Meu irmão David virou evangélico. Agora é tudo por Jesus, maninha. Vai todo mundo para a conta dele. O sucesso e o fracasso. A riqueza e a pobreza. O amor e o ódio.
Pensei: Ai, meu pai! Era o que faltava. Mais um adepto de Jesus para incinerar minha paciência. Tenho saudades do Brasil católico. Hipócrita, carola, fetichista mas mais silencioso. Eu entrava no táxi e lá estava, no painel ao lado do taxímetro Capelinha, Nossa Senhora de Aparecida miudinha, pretinha, caladinha. Ela não ofendia ninguém e o taxista não se referia a ela. Uma imagem.
Mas hoje tem cada vez mais taxista evangélico, com a Bíblia à mostra. Eles ficam esperando o primeiro comentário – o inferno do trânsito, a secura do clima, o mar de corrupções – para nos estressar com arenga infinda. Porque a palavra de Deus é soberana. Porque o senhor é o nosso pastor. Nada somos, ele é tudo! O calvário do tédio.

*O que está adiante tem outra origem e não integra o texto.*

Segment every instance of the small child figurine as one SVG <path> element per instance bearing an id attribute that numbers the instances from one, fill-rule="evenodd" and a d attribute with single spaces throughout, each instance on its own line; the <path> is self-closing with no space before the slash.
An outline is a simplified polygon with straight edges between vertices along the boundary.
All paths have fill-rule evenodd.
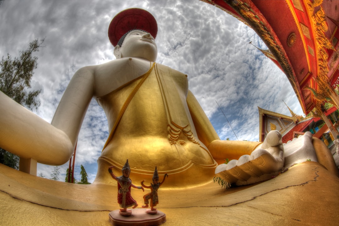
<path id="1" fill-rule="evenodd" d="M 120 207 L 122 208 L 120 209 L 119 213 L 122 215 L 129 216 L 132 214 L 132 211 L 127 209 L 127 207 L 133 206 L 132 208 L 134 209 L 138 206 L 137 202 L 131 196 L 131 187 L 142 189 L 143 191 L 144 190 L 144 188 L 140 186 L 136 186 L 132 183 L 132 181 L 129 177 L 131 168 L 128 163 L 128 159 L 121 169 L 122 176 L 116 177 L 113 174 L 112 169 L 114 167 L 113 165 L 108 167 L 108 172 L 112 178 L 118 181 L 118 203 L 119 204 Z"/>
<path id="2" fill-rule="evenodd" d="M 155 214 L 157 213 L 157 209 L 154 208 L 154 207 L 156 206 L 157 204 L 159 203 L 158 198 L 158 189 L 165 181 L 165 178 L 166 176 L 168 177 L 167 173 L 165 174 L 162 181 L 161 183 L 159 183 L 159 175 L 158 174 L 157 167 L 156 166 L 154 173 L 152 178 L 153 180 L 153 183 L 151 183 L 151 185 L 147 186 L 144 184 L 144 180 L 141 181 L 141 186 L 145 188 L 150 188 L 151 191 L 150 193 L 144 196 L 144 201 L 145 202 L 145 205 L 142 206 L 142 208 L 147 208 L 148 207 L 148 200 L 151 199 L 151 209 L 147 209 L 146 210 L 146 212 L 151 214 Z"/>

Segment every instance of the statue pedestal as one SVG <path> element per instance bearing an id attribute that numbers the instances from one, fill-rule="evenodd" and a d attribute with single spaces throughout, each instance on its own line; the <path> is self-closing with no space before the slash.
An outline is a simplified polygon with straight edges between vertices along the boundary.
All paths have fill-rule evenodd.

Não tenho nada contra religiões. Cada um acredite no que puder. O que me tira do sério é quererem me ganhar. Propaganda despudorada. Não dá para contra-argumentar com a palavra do Senhor. Ela é onipresente, onisciente, pétrea, definitiva.
A primeira crente que conheci chamava-se Adélia. Era a empregada da vó Rachel. Toda dia pegava o trem em Francisco Morato, descia na Estação da Luz e caminhava para o casarão na rua Três Rios, Bom Retiro. Adélia tinha os cabelos longos e usava saias muito além dos joelhos. Não lia a Bíblia porque era analfabeta.
O casarão da Três Rios não existe mais. Veio abaixo junto com o quintal dono de mangueiras, pitangueiras, sapotis. Vó Rachel também deu tchau faz quase quarenta anos. A primeira morte importante que eu vivi. Lembro que Adélia chorou discretamente do velório da patroa. Nos olhou com cara de despedida.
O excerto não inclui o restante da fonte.